Upskilling and training women, especially those who return to the workforce after staying away for some time will make sure they do not miss out on opportunities that their male counterparts may enjoy.


Diverse and Inclusive


This is the time for forward-looking organisations to double up their efforts on the diversity and inclusion front and bridge the glaring gender gap in the workplace. While ‘diversity hire’ and ‘inclusive workplace’ are often bandied phrases, the reality shows a different picture. Greater hiring of women, financial parity, rapid career progression, and outcome-based evaluation are some of the critical tenets of the diversity plan that organisations have to implement diligently.

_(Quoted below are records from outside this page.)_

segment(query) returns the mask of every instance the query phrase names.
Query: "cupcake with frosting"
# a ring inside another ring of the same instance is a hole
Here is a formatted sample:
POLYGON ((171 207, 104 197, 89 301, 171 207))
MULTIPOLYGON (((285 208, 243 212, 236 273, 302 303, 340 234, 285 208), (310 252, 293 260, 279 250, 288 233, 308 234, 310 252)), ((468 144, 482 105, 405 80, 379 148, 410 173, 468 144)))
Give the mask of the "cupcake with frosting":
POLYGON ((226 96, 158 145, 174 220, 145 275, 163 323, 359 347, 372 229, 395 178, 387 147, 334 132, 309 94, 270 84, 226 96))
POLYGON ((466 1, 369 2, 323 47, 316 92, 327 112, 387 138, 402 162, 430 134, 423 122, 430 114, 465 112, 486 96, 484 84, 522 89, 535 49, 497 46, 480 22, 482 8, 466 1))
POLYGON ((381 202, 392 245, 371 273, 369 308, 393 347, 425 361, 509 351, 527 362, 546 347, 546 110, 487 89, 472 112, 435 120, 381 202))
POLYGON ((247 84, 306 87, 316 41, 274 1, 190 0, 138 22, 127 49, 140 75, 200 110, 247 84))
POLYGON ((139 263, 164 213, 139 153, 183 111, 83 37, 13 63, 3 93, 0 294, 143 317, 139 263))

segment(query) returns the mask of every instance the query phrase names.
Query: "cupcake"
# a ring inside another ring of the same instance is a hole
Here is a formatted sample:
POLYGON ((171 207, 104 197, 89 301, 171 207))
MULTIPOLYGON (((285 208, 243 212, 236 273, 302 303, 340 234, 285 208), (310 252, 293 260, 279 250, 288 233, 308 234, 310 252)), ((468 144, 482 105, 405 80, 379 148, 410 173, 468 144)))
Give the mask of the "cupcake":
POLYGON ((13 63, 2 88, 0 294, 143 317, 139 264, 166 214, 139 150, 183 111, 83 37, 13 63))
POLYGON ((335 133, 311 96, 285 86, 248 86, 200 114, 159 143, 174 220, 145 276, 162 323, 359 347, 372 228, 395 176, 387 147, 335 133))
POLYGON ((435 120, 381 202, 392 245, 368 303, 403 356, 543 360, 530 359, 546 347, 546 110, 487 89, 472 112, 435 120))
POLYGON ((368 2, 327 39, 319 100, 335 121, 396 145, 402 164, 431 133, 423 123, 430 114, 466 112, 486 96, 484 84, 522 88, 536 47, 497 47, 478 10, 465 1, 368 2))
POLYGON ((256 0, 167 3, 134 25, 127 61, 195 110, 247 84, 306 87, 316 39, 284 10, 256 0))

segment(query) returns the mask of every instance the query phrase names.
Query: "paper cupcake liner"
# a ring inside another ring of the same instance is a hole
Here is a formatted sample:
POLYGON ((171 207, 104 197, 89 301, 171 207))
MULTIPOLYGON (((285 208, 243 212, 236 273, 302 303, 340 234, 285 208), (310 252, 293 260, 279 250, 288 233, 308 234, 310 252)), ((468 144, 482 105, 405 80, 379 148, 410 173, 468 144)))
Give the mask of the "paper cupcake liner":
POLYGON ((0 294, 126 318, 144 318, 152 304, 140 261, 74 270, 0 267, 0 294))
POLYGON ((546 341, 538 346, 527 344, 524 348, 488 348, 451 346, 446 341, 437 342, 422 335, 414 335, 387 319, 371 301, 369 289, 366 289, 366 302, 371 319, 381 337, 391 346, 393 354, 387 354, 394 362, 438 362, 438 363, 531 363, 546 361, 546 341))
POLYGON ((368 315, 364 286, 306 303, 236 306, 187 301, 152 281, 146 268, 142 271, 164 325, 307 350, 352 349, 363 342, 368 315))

Companies must also eliminate biases against women employees, especially in tech-based roles. Stereotypes such as ‘women do not work long hours’ or ‘women do not take on roles that involve travelling’ must be shattered by creating flexible timings as long as deadlines are met. Women leaders and decision-makers can be encouraged to participate in webinars and online conferences where physical presence is not a requisite.


Creating an Empowered


Workforce Companies of the future cannot afford to neglect the needs of women, who form an integral part of organisational strength. It is no longer just about producing ‘X’ products or hitting a particular sales target or volume. New-age organisations must move away from a ‘manufacturing mentality’ and nurture an enabling work environment that takes care of the well-being of women employees, ultimately resulting in an equal and empowered workforce.


Veena Satish is the Vice President of People and Culture at MoEngage. Veena heads people operations and talent acquisition strategy as well as oversees the diversity and inclusion goals at MoEngage. She was previously the HR Director at Walmart and has also worked in leadership roles in Bloom Energy and Cisco.